L’annonce d’un référendum sur l’Europe en période de crise s’analyse comme le scénario du pire, un symptôme de la communication de l’une des parties prenantes, incapable de prendre une décision :

  • frénésie du référendum : il s’agit d’une décision précipitée, qui déstabilisent le système et se trouve plutôt inadaptée pour résorber durablement la crise ;
  • tétanie du référendum : il s’agit d’une décision qui consiste justement à ne pas prendre de décision alors que l’impérieuse nécessité des faits impose une décision ferme et rapide ;
  • catatonie du référendum : inertie et négation du monde extérieur contraire au principe de réalité…

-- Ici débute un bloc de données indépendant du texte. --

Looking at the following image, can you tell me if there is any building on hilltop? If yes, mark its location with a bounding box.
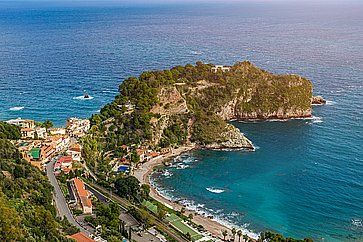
[211,65,231,73]
[48,128,66,136]
[71,177,92,214]
[20,128,35,139]
[67,118,91,138]
[66,144,82,161]
[6,118,47,139]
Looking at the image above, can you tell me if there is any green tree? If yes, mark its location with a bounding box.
[115,176,141,201]
[42,120,53,129]
[243,234,248,242]
[237,230,242,242]
[222,230,228,241]
[0,121,21,139]
[231,228,237,241]
[0,191,24,241]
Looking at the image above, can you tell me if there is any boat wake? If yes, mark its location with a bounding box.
[191,51,203,55]
[206,187,225,194]
[73,96,94,100]
[9,107,24,111]
[325,100,336,106]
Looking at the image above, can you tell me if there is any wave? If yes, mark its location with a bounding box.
[73,96,94,100]
[176,164,189,170]
[9,106,25,111]
[352,218,363,227]
[206,187,225,194]
[150,180,259,239]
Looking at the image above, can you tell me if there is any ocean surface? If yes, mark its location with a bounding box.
[0,1,363,241]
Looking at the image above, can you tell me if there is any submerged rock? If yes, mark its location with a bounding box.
[311,96,326,105]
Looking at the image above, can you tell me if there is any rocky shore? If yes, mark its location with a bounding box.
[311,96,326,105]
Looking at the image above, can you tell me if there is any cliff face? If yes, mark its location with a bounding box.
[96,62,312,149]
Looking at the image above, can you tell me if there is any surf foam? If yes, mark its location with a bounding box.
[9,107,24,111]
[206,187,225,194]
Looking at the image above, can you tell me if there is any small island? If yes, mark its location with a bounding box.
[82,61,314,241]
[91,61,315,150]
[0,61,325,242]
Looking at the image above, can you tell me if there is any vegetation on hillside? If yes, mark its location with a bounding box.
[0,138,77,241]
[0,122,21,139]
[84,61,312,174]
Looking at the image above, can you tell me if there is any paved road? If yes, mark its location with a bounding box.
[46,159,90,235]
[88,184,187,242]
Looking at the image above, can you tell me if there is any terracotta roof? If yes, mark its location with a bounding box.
[70,144,81,152]
[73,177,92,207]
[21,128,34,132]
[58,156,72,163]
[69,232,95,242]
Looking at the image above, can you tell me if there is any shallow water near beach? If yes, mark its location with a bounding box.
[0,3,363,241]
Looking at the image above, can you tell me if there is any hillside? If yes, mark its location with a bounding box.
[0,126,77,241]
[91,61,312,150]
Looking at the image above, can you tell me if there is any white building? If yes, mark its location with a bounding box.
[35,127,47,139]
[67,118,91,137]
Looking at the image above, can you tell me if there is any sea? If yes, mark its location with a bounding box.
[0,1,363,241]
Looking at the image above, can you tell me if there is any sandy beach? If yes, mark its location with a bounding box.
[134,145,253,241]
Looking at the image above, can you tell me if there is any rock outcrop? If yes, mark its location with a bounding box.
[202,124,255,150]
[94,61,318,149]
[311,96,326,105]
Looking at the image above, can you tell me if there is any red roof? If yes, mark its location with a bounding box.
[58,156,72,163]
[69,232,95,242]
[73,177,92,207]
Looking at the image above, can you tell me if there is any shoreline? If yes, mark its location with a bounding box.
[133,145,258,241]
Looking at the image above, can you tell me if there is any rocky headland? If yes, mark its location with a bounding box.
[91,61,325,150]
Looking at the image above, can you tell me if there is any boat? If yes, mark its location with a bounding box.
[83,91,90,99]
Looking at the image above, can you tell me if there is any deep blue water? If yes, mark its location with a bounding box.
[0,3,363,241]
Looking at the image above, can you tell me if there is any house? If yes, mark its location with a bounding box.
[28,147,42,169]
[48,128,66,136]
[160,148,172,155]
[20,128,35,139]
[121,145,130,153]
[6,118,35,129]
[34,127,47,139]
[67,144,82,161]
[54,156,73,174]
[72,177,92,214]
[41,144,55,161]
[48,135,70,152]
[30,148,41,161]
[68,232,95,242]
[211,65,231,73]
[67,118,91,138]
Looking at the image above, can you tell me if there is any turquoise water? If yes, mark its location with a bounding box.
[0,1,363,241]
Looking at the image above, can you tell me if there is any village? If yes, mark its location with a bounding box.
[6,118,178,242]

La stratégie du « projet latéral » ou comment réussir un projet de changement quand les forces politiques et sociales doutent ou s’y opposent ?

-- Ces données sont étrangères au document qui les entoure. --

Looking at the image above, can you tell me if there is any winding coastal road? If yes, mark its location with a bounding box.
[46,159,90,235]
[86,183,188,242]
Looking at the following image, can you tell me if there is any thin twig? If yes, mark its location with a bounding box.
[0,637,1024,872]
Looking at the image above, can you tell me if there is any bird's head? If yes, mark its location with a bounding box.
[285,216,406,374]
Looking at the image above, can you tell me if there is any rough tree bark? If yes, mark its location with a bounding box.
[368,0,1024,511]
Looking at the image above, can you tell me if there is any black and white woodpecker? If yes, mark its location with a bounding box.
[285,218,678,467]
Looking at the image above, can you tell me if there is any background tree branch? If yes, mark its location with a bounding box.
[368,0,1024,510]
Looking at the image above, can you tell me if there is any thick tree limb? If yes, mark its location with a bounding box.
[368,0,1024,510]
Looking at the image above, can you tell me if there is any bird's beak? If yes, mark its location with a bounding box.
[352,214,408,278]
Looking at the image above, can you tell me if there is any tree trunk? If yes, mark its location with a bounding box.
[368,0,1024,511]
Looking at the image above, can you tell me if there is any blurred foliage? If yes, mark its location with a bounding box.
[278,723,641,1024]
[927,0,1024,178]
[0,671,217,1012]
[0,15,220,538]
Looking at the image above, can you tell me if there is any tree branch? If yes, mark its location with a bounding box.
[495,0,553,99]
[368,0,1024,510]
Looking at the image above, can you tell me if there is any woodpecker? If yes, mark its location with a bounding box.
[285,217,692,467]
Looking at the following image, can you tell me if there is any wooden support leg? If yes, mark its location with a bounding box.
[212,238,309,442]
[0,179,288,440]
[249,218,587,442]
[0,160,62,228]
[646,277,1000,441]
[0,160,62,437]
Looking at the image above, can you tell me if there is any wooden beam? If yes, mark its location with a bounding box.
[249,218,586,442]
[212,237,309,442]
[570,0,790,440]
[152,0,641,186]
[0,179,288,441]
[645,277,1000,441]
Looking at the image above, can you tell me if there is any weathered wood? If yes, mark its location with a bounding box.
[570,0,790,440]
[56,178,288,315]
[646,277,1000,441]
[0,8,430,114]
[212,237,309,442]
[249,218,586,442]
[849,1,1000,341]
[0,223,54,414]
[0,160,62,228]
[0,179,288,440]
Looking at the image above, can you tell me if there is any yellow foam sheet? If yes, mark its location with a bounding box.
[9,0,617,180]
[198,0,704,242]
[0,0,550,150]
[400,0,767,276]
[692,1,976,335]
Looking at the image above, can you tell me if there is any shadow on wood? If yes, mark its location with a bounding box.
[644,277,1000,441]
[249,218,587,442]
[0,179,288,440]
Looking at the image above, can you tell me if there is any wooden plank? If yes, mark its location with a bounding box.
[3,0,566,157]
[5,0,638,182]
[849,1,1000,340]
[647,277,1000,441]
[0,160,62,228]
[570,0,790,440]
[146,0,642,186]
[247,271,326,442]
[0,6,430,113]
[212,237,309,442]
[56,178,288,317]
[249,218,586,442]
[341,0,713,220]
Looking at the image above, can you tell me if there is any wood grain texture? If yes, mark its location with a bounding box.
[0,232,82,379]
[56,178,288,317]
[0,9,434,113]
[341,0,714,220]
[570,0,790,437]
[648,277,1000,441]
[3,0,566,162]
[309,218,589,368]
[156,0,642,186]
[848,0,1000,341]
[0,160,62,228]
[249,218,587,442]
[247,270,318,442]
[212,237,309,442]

Cette solution répondant à cette interrogation sont justement développées par Olivier d’Herbemont & Bruno César dans « La stratégie du projet latéral » :

Pour réussir un projet difficile, il faut que les alliés soient plus organisés que leurs opposants. La clé principale réside dans la stratégie du projet latéral qui évite de heurter de front les oppositions en proposant une action décalée dans pour autant changer d’axe stratégique.

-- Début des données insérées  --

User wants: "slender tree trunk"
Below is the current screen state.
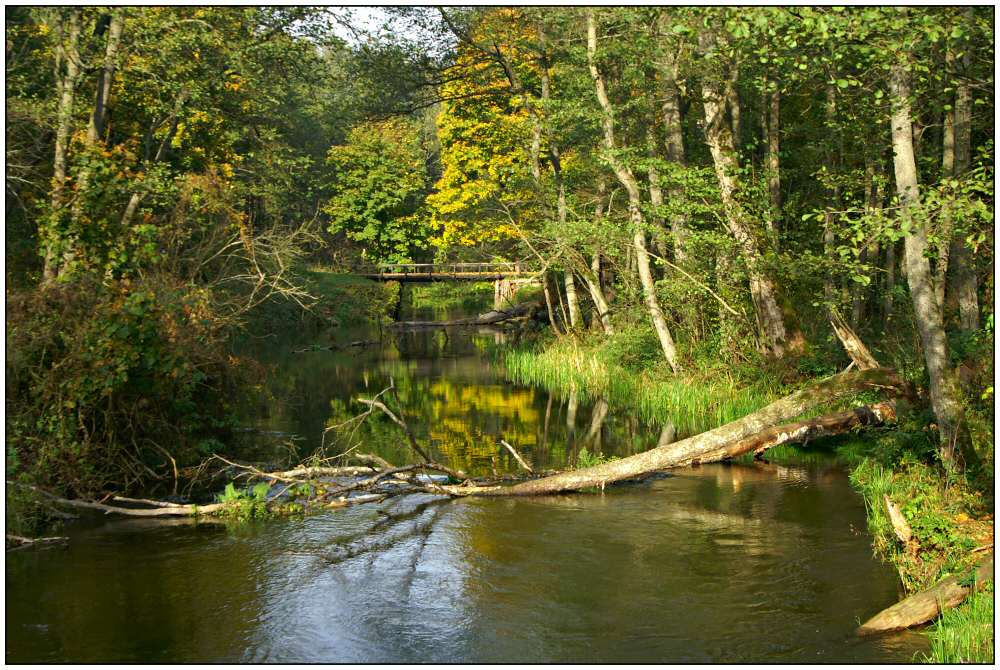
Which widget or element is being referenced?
[659,34,687,265]
[725,56,743,152]
[587,9,680,372]
[882,241,896,321]
[646,122,667,258]
[934,49,957,315]
[60,8,124,276]
[580,175,615,335]
[889,58,962,468]
[823,84,840,307]
[42,7,80,284]
[767,83,781,243]
[951,42,979,331]
[87,8,125,142]
[563,270,583,330]
[700,30,788,358]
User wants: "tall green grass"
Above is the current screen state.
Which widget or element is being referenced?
[922,583,994,663]
[501,340,779,435]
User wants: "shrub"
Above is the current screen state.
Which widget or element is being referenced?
[6,278,245,496]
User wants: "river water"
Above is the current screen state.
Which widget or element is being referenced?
[6,322,927,663]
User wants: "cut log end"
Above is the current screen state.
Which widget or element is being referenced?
[857,554,993,636]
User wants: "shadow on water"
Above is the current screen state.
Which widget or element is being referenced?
[6,322,927,663]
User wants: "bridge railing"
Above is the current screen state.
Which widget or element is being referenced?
[360,262,530,277]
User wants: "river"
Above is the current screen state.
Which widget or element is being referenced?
[6,312,927,663]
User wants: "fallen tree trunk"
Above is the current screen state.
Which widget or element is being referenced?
[857,554,993,635]
[7,533,69,551]
[442,368,904,495]
[672,402,896,467]
[389,302,538,328]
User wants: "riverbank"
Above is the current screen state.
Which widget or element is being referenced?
[500,335,994,663]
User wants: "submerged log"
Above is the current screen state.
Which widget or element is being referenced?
[389,302,539,328]
[456,368,903,495]
[857,554,993,635]
[673,402,896,467]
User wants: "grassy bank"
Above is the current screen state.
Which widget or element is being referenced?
[500,333,994,663]
[501,335,782,434]
[851,456,994,663]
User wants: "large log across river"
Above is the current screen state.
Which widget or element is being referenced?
[443,368,905,495]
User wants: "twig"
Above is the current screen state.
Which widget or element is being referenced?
[358,382,433,462]
[7,533,69,551]
[500,440,535,474]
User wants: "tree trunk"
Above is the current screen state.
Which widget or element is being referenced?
[857,553,993,635]
[542,271,563,337]
[60,8,124,276]
[583,254,615,335]
[629,226,681,374]
[951,42,979,331]
[882,241,896,321]
[700,30,788,358]
[659,34,687,265]
[42,8,80,284]
[563,270,583,330]
[934,49,957,315]
[646,122,667,258]
[460,368,904,495]
[767,88,781,244]
[889,59,962,468]
[823,84,840,307]
[725,55,743,152]
[587,9,680,372]
[87,8,125,143]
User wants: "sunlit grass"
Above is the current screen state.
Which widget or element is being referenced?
[923,583,994,663]
[502,341,779,435]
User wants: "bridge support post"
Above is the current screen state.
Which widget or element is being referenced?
[493,279,514,311]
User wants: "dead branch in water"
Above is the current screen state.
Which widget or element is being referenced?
[857,554,993,635]
[7,533,69,551]
[500,440,535,474]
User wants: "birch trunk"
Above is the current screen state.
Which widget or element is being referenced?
[42,8,80,284]
[60,8,124,276]
[951,43,979,331]
[889,59,962,468]
[587,9,680,373]
[659,34,687,265]
[767,89,781,243]
[700,31,788,358]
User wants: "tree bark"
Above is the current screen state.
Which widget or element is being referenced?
[87,8,125,143]
[646,122,667,258]
[950,38,979,331]
[42,7,80,284]
[448,368,904,495]
[563,270,583,330]
[60,8,124,276]
[700,30,788,358]
[823,84,840,307]
[767,82,781,244]
[882,241,896,321]
[659,32,687,265]
[857,554,993,635]
[587,9,680,373]
[889,58,962,468]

Comment un tel projet latéral pourrait être envisagé dans une stratégie de communication de sortie de crise pour la Grèce aujourd’hui ?

Parmi les nombreuses propositions – résumées dans une fiche de lecture du CNAM – plusieurs actions sont particulièrement éclairantes, au-delà de l’intervention d’un tiers pour identifier les synergies et les oppositions, de la dynamisation avec de nouvelles méthodes de travail ou de la redéfinition du périmètre de la négociation :

  • oser la rupture : annoncer les choses qu’il faut changer: qui pourrait porter ce discours de vérité ?
  • passer de la sanction au bénéfice mérité : mettre en valeur les bénéfices attendus plutôt que les sanctions en cas de refus ou d’échec.

Ainsi, l’épisode de l’annonce d’un référendum sur l’Europe dans le cadre d’une communication européenne de crise semble correspondre à un dérapage qu’une stratégie de « projet latéral » qui reste à définir pourrait remplacer.